When Xi took over as the CCP's general secretary in 2012, he inherited a mandate from the outgoing Central Committee to create a "moderately prosperous society" by 2020. This was specifically defined as the doubling of China's GDP over the course of a decade. Xi wisely decided to give himself a little wiggle room but not much: an extra six months. On taking up the position, he promised to deliver the moderately prosperous society by July 2021—just in time to celebrate the 100th anniversary of the CCP's founding.
That six-month breathing space turned out to be a prescient insurance policy. Meeting the target required annual GDP growth of 7.2 percent—year after year. Even accepting the inflated growth numbers during much of the 2010s at face value, it would still require growth to exceed 6 percent throughout 2019 and 2020. The coronavirus pandemic put paid to that. The International Monetary Fund expects less than 2 percent growth for the Chinese economy in 2020.
Miraculously, Xi insists he can still deliver on the GDP target he agreed to eight years ago. The key is the strength of the coronavirus bounce-back. If it meets expectations, growth during the first half of 2021 will be sufficient to push the Chinese economy over the arbitrary "moderately prosperous society" line. (And if actual growth falls short, the numbers can always be massaged into compliance.) Either way, China's first-half GDP figures will be released just in time to headline the centenary celebrations on July 23.
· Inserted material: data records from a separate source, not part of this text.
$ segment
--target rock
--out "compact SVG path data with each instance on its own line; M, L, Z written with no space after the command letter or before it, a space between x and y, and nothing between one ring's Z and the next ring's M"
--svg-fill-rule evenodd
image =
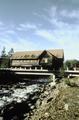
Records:
M56 82L49 83L49 86L54 88L56 86Z
M38 99L36 102L36 108L38 108L41 104L42 104L42 101L40 99Z
M64 108L65 108L66 111L68 110L68 107L69 107L68 104L65 104L65 105L64 105Z

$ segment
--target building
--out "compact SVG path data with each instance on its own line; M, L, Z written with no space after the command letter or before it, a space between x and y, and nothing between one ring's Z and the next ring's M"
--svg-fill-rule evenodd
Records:
M15 52L10 58L10 67L25 69L59 70L63 65L62 49Z

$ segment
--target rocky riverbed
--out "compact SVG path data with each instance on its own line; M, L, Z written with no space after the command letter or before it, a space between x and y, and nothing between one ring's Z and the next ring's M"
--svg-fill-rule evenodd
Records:
M23 120L36 107L36 101L44 91L46 83L19 82L0 85L0 120ZM47 81L47 80L45 80ZM42 84L43 82L43 84Z
M79 78L40 81L0 85L0 120L79 120Z

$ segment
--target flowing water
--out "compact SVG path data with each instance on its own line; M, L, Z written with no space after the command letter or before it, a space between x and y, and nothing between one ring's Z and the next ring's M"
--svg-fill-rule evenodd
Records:
M47 79L39 79L39 83L26 81L0 85L0 120L23 120L24 115L34 108L46 83Z

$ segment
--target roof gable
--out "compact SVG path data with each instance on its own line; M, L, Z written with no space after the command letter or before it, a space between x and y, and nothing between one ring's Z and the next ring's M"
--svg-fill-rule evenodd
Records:
M64 51L62 49L15 52L11 59L37 59L45 52L47 52L49 56L52 55L56 58L64 59Z

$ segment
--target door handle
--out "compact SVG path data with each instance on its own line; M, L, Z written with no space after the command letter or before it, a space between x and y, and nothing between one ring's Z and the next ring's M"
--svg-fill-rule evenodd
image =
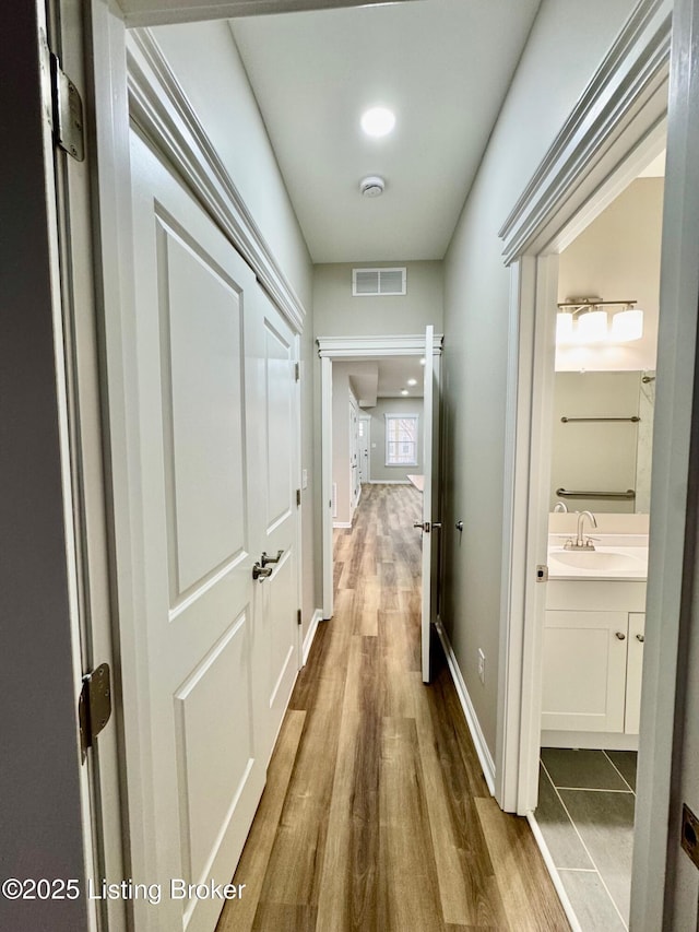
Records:
M266 566L268 563L279 563L282 558L283 553L284 551L277 551L276 556L268 556L266 551L262 551L260 563L262 564L262 566Z

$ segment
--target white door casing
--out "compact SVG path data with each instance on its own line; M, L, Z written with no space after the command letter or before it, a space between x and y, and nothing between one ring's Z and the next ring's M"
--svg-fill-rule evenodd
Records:
M422 654L423 683L431 680L430 645L433 624L437 621L439 582L439 539L441 519L439 507L439 363L435 352L435 328L425 331L424 377L424 447L423 472L423 599L422 599Z
M369 481L369 437L371 434L371 418L359 417L359 483Z
M230 880L264 784L257 622L273 595L252 567L276 544L259 517L281 473L265 487L260 423L276 389L254 274L135 133L131 169L146 588L126 756L141 755L144 783L135 807L131 788L134 880L167 889ZM221 907L167 896L140 928L209 932Z
M256 305L264 326L263 381L263 552L268 579L261 577L261 612L256 626L264 645L263 675L265 747L272 753L300 666L297 610L298 508L298 390L295 380L296 340L269 297L256 286ZM257 405L249 411L254 416ZM253 519L254 520L254 519ZM265 759L265 764L268 760Z

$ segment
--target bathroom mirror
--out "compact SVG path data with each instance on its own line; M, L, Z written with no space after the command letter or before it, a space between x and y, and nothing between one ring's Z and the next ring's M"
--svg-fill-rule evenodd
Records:
M554 386L550 510L648 514L655 373L559 371Z

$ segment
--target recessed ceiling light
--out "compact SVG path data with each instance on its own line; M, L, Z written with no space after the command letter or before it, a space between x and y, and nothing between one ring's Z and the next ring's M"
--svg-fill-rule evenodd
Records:
M395 114L387 107L371 107L362 116L362 129L367 135L387 135L395 126Z

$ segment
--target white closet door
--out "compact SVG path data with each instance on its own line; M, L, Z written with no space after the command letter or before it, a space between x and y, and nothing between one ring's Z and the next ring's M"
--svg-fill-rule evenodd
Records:
M127 765L142 780L133 876L164 890L139 929L210 932L222 900L173 899L168 884L229 882L264 783L265 590L252 566L270 541L269 337L247 264L135 134L131 155L146 586L138 695L125 697Z

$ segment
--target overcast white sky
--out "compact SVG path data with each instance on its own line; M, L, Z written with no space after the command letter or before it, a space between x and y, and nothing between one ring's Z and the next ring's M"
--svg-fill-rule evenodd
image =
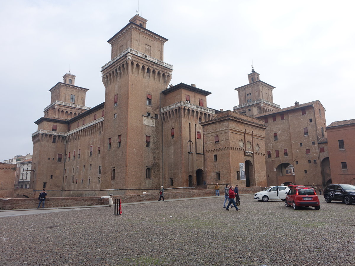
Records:
M69 70L89 89L86 105L104 100L101 67L106 41L128 23L138 1L0 0L0 161L33 151L33 123L48 90ZM212 93L208 107L233 110L234 89L253 65L284 108L319 100L327 125L355 118L353 1L140 0L148 29L169 39L171 83Z

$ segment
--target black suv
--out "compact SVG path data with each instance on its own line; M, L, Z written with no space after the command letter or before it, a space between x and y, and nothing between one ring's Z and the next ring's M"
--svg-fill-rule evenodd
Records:
M328 185L324 189L323 196L328 203L341 200L347 205L355 203L355 185L344 184Z

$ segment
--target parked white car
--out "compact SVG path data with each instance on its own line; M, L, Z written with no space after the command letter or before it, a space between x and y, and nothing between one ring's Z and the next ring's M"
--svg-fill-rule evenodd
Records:
M279 199L284 201L286 193L290 189L288 187L283 185L273 185L267 187L261 191L254 195L254 199L259 201L266 201L270 199Z

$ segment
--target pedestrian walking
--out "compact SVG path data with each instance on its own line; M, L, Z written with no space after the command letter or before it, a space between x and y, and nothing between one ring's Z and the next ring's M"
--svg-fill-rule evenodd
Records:
M214 189L216 190L216 196L219 196L219 186L218 183L216 183L216 185L214 186Z
M226 210L229 211L229 209L228 209L228 207L230 206L231 204L233 204L234 205L234 207L235 208L235 210L238 211L239 210L239 209L238 208L237 205L235 205L235 201L234 200L234 198L235 197L235 193L234 193L234 191L233 189L233 187L231 185L229 188L228 194L229 195L229 202L228 204L228 205L227 205L227 207L225 209Z
M239 191L238 189L238 185L234 187L234 193L235 193L235 204L237 206L240 205L240 198L239 197Z
M163 198L163 201L164 201L164 188L163 187L162 185L160 186L160 191L159 192L159 194L160 194L160 197L159 198L159 200L158 200L158 201L160 201L160 200L162 199L162 198Z
M39 195L38 196L38 200L39 202L38 203L38 206L37 207L37 209L39 209L39 207L41 206L41 203L42 203L42 207L43 209L44 209L44 201L45 200L45 196L47 195L47 193L45 193L45 189L44 188L42 190L42 192L39 193Z

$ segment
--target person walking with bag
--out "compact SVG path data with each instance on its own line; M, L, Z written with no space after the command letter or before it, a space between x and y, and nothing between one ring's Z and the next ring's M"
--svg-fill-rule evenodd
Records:
M37 209L39 209L39 207L41 206L41 203L42 203L42 207L43 209L44 209L44 201L45 200L45 196L47 195L47 193L45 193L45 189L43 189L42 190L42 192L39 193L39 195L38 196L38 200L39 201L39 202L38 203L38 206L37 207Z
M162 185L160 186L160 192L159 193L160 193L160 197L159 198L159 200L158 200L158 201L160 201L160 200L162 199L162 198L163 198L163 201L164 201L164 188L163 187Z

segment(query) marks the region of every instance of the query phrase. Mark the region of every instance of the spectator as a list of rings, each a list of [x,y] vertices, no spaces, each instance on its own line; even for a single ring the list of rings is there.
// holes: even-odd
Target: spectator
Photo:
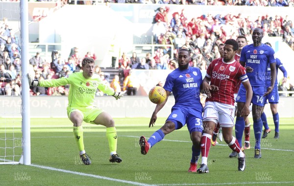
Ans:
[[[183,37],[183,34],[180,31],[178,31],[176,35],[173,45],[175,49],[179,50],[182,48],[182,46],[186,44],[186,39]]]
[[[132,55],[132,57],[131,57],[130,60],[131,61],[130,64],[132,65],[133,65],[136,63],[140,63],[140,58],[137,56],[137,53],[135,52],[133,53],[133,55]]]
[[[141,61],[141,63],[136,63],[136,64],[134,65],[134,68],[132,68],[132,69],[138,70],[148,70],[149,65],[146,63],[146,59],[145,59],[145,58],[142,58]]]
[[[176,59],[172,59],[170,60],[169,63],[168,67],[170,70],[174,70],[177,68],[178,67],[177,60]]]
[[[43,70],[42,71],[42,73],[41,74],[41,76],[43,77],[44,80],[46,80],[47,79],[47,76],[49,74],[50,74],[50,70],[49,70],[49,66],[47,64],[45,64],[43,66]]]
[[[44,80],[43,76],[39,77],[39,80]],[[46,95],[46,89],[45,87],[41,86],[34,86],[33,87],[33,92],[36,96],[42,96]]]
[[[139,87],[138,78],[134,75],[133,71],[130,70],[129,75],[123,81],[123,91],[126,90],[126,94],[128,96],[130,96],[132,94],[135,96]]]
[[[74,58],[72,57],[69,57],[68,58],[68,62],[66,64],[69,71],[72,73],[75,71],[75,65],[74,64]]]
[[[158,70],[167,70],[168,67],[168,61],[170,56],[167,54],[164,55],[160,59],[160,63],[156,63],[156,68]]]
[[[97,58],[96,55],[95,53],[93,53],[92,55],[91,52],[87,52],[86,55],[85,55],[85,57],[91,57],[94,60],[96,60],[96,58]]]
[[[277,0],[276,6],[288,6],[288,3],[287,1],[284,0]]]
[[[170,8],[168,6],[163,6],[159,8],[159,11],[155,15],[155,22],[162,22],[166,26],[168,22],[168,14]]]
[[[3,64],[0,65],[0,80],[5,82],[10,82],[11,81],[11,76],[5,69]]]
[[[156,44],[159,44],[158,41],[160,40],[162,35],[164,35],[167,29],[165,26],[161,22],[156,22],[156,24],[153,25],[152,32]]]
[[[6,70],[9,69],[9,67],[10,67],[10,66],[13,65],[13,64],[11,64],[11,60],[9,58],[6,59],[3,64],[4,65],[4,66]]]
[[[57,58],[57,60],[54,60],[53,62],[54,65],[55,66],[55,74],[58,75],[62,70],[65,63],[62,61],[61,58]]]
[[[176,36],[172,32],[170,31],[167,32],[162,39],[161,44],[162,45],[173,45],[173,40]],[[169,53],[171,52],[171,47],[164,46],[162,48],[163,49],[163,53]]]
[[[19,96],[21,94],[20,87],[15,83],[14,80],[7,83],[4,89],[6,96]]]
[[[43,60],[40,56],[40,53],[37,52],[36,55],[29,59],[29,64],[32,65],[37,65],[39,68],[41,68],[43,65]]]
[[[287,37],[288,36],[290,36],[290,38],[294,38],[294,33],[291,31],[290,26],[286,25],[285,27],[285,30],[284,30],[284,33],[283,34],[283,41],[286,42]],[[289,46],[291,46],[291,45]]]
[[[15,68],[14,68],[14,65],[12,64],[10,65],[8,68],[8,73],[11,76],[11,79],[14,80],[16,78],[18,73],[15,70]]]
[[[171,20],[171,26],[173,27],[176,25],[176,21],[179,19],[179,15],[178,12],[176,12],[172,14],[172,18]]]
[[[20,74],[22,70],[21,60],[20,59],[20,58],[15,58],[15,59],[14,59],[13,64],[14,65],[15,70],[16,70],[16,72],[17,72],[18,74]]]
[[[80,63],[81,62],[82,59],[79,54],[78,48],[75,48],[74,49],[74,54],[72,55],[72,57],[73,57],[74,61],[74,65],[80,67]],[[80,68],[79,69],[80,69]]]
[[[68,70],[67,67],[68,66],[67,65],[63,65],[62,70],[61,70],[58,73],[58,77],[59,78],[65,77],[68,74],[69,70]]]
[[[122,91],[121,88],[121,83],[120,82],[120,78],[118,75],[115,75],[114,78],[110,83],[110,87],[114,90],[115,91],[120,92]]]

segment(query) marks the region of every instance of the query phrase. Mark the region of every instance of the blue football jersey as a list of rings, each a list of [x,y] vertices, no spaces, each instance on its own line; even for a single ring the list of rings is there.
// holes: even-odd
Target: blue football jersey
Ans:
[[[280,59],[278,58],[276,58],[276,71],[277,71],[277,77],[278,77],[278,72],[279,71],[279,68],[283,66],[283,63],[281,62],[281,60]],[[268,66],[268,70],[267,71],[267,87],[269,87],[270,86],[270,64]],[[278,84],[278,80],[276,78],[276,81],[274,83],[275,86]]]
[[[201,105],[200,86],[202,82],[202,74],[199,68],[189,67],[187,70],[180,70],[178,68],[169,74],[164,88],[172,92],[175,105],[196,106],[194,104]]]
[[[265,87],[269,64],[276,62],[276,59],[271,47],[263,43],[258,47],[252,44],[243,48],[240,61],[253,69],[253,72],[247,73],[251,86]]]

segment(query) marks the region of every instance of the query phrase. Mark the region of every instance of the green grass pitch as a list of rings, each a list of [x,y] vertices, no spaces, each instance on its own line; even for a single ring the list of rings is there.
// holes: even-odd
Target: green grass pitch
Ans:
[[[149,137],[162,126],[165,118],[158,118],[155,126],[150,128],[148,127],[149,120],[115,118],[118,135],[117,152],[123,159],[120,164],[109,161],[105,127],[84,123],[85,150],[92,162],[86,166],[81,164],[72,124],[68,119],[32,118],[32,166],[0,165],[0,185],[294,185],[294,118],[280,119],[279,139],[273,138],[274,126],[272,118],[268,119],[272,131],[262,140],[262,158],[258,159],[253,158],[255,140],[251,126],[251,148],[245,151],[244,172],[238,171],[237,159],[228,158],[231,150],[218,138],[220,144],[211,146],[208,157],[210,172],[205,174],[187,172],[192,142],[186,127],[166,135],[147,155],[141,155],[139,137],[144,135]],[[20,119],[17,120],[20,122]],[[10,119],[0,118],[1,123],[3,121],[6,127],[11,125]],[[15,129],[6,127],[6,130],[9,136]],[[1,125],[0,138],[3,137],[4,130]],[[20,135],[19,129],[15,131],[16,136]],[[0,145],[3,145],[2,141]],[[2,152],[1,149],[0,156]]]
After the centenary, however, all bets are off. Four decades of breakneck economic development have brought China only to the level of GDP per capita enjoyed by South Korea and Taiwan in the early 1990s. These regional rivals reached China's current level of development when both were still one-party military dictatorships, much as China is today. Experts still debate whether South Korea and Taiwan's subsequent ability to grow into fully developed economies was only possible because of their liberalization and democratization. But it's hard to find a single country larger than a city-state that reached the status of a developed economy under conditions as repressive as those of China.